Columna publicada el 07.01.19 en El Líbero.

El 2020 comienza bajo el peso del 18 de octubre. Este nuevo año será conducido por la resaca de la crisis que se inició con la quema del metro de Santiago y que parece de nunca acabar. Hoy la agenda política se define por las circunstancias y es, en algún sentido, del todo contingente. Es en este escenario donde iniciamos un proceso de cambio constitucional.

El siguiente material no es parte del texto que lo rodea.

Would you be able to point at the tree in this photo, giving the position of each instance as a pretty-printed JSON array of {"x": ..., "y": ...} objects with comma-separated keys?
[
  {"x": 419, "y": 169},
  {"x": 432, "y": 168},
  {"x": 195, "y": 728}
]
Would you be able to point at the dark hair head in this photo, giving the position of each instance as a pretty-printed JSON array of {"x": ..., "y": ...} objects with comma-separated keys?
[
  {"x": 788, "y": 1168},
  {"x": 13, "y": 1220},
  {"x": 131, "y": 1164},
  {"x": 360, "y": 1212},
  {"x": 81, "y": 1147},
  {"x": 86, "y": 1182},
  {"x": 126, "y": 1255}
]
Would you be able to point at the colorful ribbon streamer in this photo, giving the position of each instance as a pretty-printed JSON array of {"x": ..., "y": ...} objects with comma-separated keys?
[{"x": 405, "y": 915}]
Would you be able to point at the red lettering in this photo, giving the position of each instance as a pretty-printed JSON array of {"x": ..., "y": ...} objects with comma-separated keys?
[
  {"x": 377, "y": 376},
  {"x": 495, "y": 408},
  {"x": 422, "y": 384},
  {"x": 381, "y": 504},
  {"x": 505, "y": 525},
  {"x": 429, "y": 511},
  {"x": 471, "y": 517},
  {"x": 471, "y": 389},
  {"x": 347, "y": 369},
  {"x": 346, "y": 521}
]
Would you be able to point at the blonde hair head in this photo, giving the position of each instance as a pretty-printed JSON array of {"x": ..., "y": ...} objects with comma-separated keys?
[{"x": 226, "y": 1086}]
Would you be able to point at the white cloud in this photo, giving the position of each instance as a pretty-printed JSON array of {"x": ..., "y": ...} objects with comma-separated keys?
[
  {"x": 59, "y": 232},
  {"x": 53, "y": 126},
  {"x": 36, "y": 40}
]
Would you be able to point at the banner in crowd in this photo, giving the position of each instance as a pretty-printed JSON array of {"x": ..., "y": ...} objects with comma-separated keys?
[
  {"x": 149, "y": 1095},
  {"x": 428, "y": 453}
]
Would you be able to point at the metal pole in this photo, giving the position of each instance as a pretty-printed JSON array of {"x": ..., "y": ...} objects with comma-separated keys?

Por lo general, las constituciones son creadas en contextos de conflicto o después de alguna crisis social. Pero eso no quita que el proceso deba darse bajo garantías mínimas que aseguren su buen desarrollo. Estas son importantes, primero, porque gran parte de la legitimidad de la Carta Fundamental se juega en el modo en el que se lleve a cabo su génesis. Segundo, porque la calidad del texto constitucional (y, por tanto, su nivel de eficacia) depende de la concurrencia de ciertas condiciones que propicien el debate y la deliberación, la búsqueda de acuerdos y la ponderación de argumentos. Una tarea tan grande como lo es fijar las reglas fundamentales de la vida en comunidad y del poder político exige un trabajo profundo, que no puede ser tomado a la ligera.

Un proceso constituyente requiere, por de pronto, mínimos de paz que deben ser respetados. Es imposible que el órgano encargado de redactar una nueva Constitución pueda lograr un buen resultado cuando la presión de la violencia y la funa se encuentran a la vuelta de la esquina. ¿Puede redactarse una nueva Constitución en ese escenario? ¿Puede un miembro de la eventual convención votar con tranquilidad un asunto si sabe que, de no ser popular, es probable que la violencia se desate nuevamente en las calles? Por otro lado, es al menos preocupante que el país se sumerja en un proceso de esta envergadura cuando tantos compatriotas siguen sometidos a la ley de la calle (y, tristemente, en los barrios más marginales, donde las cámaras y las luces no llegan).

Todo proceso constituyente también exige seriedad y espíritu republicano; sin embargo, los espectáculos en el Congreso Nacional no dan esperanzas de ello. Confundiendo la representación con la vocería de la calle, nuestros parlamentarios parecen estar en un reality show, donde la principal preocupación es quién realiza la mejor performance. En vez de ocuparse de los asuntos que requieren su atención, abusan de los instrumentos constitucionales para sacar réditos propios. Tampoco parecen defender convicciones sólidas (la votación sobre la paridad dio claras muestras de ello), ni orientan sus esfuerzos a mantener los acuerdos alcanzados, lo que inevitablemente tensiona las relaciones políticas sobre las que se sustenta el proceso que iniciamos. ¿Serán ellos quienes nos representen en un eventual órgano constituyente?

La pregunta, entonces, es si existen las garantías mínimas para iniciar un proceso constituyente y si estamos haciendo algo para alcanzarlos. A fin de cuentas, los motivos que justifican un cambio constitucional no bastan por sí solos para garantizar un proceso saludable. Pues los procedimientos – y no solo los contenidos – importan.